Gli artigiani delle moto: la storia di Vyrus

Pubblicato da Andrea Pastore nella categoria Storie il 05/06/2014ultimo aggiornamento il 05/06/2014

La storia di un'azienda controcorrente, che produce moto artigianali molto apprezzate anche dagli attori di Holliwood

Gli artigiani delle moto: la storia di Vyrus

Anche in un mondo come quello dei motori, dominato dalla produzione in serie per fare economie di scala, c'è spazio per l'artigianato. È un esempio la casa italiana Vyrus, che produce moto “su misura” del cliente. L'azienda Vyrus esiste dal 1985 e realizzava delle moto “una tantum”, e nei primi anni 2000 si è lanciata nel settore delle moto omologate, che fino ad oggi ha venduto in 27 nazioni del mondo. Il cliente può scegliere ogni dettaglio della sua moto: la scelta dei componenti è così vasta che non esiste una Vyrus uguale ad un'altra. Un modello di business possibile anche grazie ad internet, che permette di lavorare con persone anche dall'altra parte del mondo, e di trovare e reperire componenti ovunque. Abbiamo fatto alcune domande ad Ascanio Rodrigo, il fondatore dell'azienda.

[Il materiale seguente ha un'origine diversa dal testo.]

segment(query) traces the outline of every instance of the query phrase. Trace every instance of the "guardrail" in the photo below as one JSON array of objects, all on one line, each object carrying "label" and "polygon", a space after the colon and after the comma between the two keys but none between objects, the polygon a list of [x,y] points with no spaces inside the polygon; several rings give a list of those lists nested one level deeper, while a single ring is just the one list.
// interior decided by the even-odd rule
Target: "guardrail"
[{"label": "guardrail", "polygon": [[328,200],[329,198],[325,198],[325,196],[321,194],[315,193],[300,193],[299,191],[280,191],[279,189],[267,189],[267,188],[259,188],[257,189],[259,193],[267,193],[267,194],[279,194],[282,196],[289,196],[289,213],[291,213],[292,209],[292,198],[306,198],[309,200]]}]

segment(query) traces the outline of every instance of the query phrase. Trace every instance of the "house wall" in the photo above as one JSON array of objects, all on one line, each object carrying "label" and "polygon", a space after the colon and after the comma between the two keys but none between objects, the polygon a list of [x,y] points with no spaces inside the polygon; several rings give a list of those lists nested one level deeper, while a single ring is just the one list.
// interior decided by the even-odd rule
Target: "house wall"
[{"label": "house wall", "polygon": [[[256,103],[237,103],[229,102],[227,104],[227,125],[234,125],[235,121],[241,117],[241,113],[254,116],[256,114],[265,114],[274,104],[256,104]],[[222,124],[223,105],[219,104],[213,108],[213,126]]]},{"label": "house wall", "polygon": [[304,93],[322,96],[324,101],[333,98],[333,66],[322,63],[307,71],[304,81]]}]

Com'è nata l'idea di produrre moto fatte su misura?
Fa parte del nostro DNA costruiamo moto one-off (unico esemplare) da 30 anni per clienti molto esigenti, abbiamo deciso di “industrializzare” questo concetto come nessuno aveva fatto prima d’ora)

Da quanto tempo la tecnologia ha reso possibile produrre moto tecnologicamente avanzate in modo artigianale?
Diciamo che noi stessi abbiamo dovuto creare la tecnologia per queste produzioni. Per Tecnologia intendiamo “lo studio del modo di fare le cose” che non ha niente a che vedere con la tecnica, quindi abbiamo messo molta attenzione nello studio per realizzare tali produzioni. Il metodo è quello che adotta anche una azienda come HRC che per costruire le sue 8/10 moto ufficiali impiega un anno di lavoro e un pool di tecnici che sviluppano il prodotto e lo rendono fruibile ai vari team. Solo che una Motogp dell’HRC costa svariati milioni di dollari in leasing e a fine anno va restituita a casa madre, invece una Vyrus costa solo qualche decina di migliaia di euro e rimane del cliente per sempre.

Qual'è la differenza tra voi e altre case che fanno un discorso simile al vostro?
Le case motociclistiche commercializzano moto strutturate con prodotti come carrozzerie in plastica, telai pressofusi, ruote fuse, particolari in qualche maniera del tutto industrializzati per costruirne in svariate migliaia di pezzi. Noi abbiamo la facoltà di produrre svariate dozzine di veicoli costruiti con pezzi tipici della vera e propria prototipazione come avviene per le moto da competizione della MotoGP o la Moto2 o Moto3. Replicare queste produzioni ultratecnologiche non è impresa semplice e immediata.

Che strategia avete utilizzato per farvi conoscere?
Questa è stata la prima domanda che ci siamo posti quando abbiamo deciso di iniziare. Si tratta ovviamente di un lavoro lungo che è durato anni, durante i quali abbiamo creato una community fidelizzando i clienti in giornate a porte chiuse in pista e in gite organizzate. Abbiamo creato anche un campionato del Mondo riservato alle moto Vyrus una struttura Internet capace di indirizzare il cliente al desiderio di provare una Vyrus. Completano la nostra strategia un servizio ineccepibile ( il rapporto non è cliente/azienda ma Vyrus/amico di Vyrus) e il fatto che il nostro prodotto ha un valore di gran lunga superiore al valore in denaro corrisposto.
Oggi siamo leader mondiali di questo settore, nessuno produce così tante “special” di alta manifattura, omologate in tutti i paesi del globo che rispettano le norme nazionali e internazionali e anche se prodotte più di 10 anni fa sono totalmente aggiornabili e performanti senza parlare del valore economico che a oggi una Vyrus del 2003 ha ancora sul mercato…

 

Non possiamo che fare i complimenti ad Ascanio Rodrigo e il suo team, che con il loro prodotti di alta qualità aggiungono una nuova pagina di motori in una terra, la Romagna, dove l’80% dei marchi motociclistici hanno fatto la storia del mondo delle due ruote.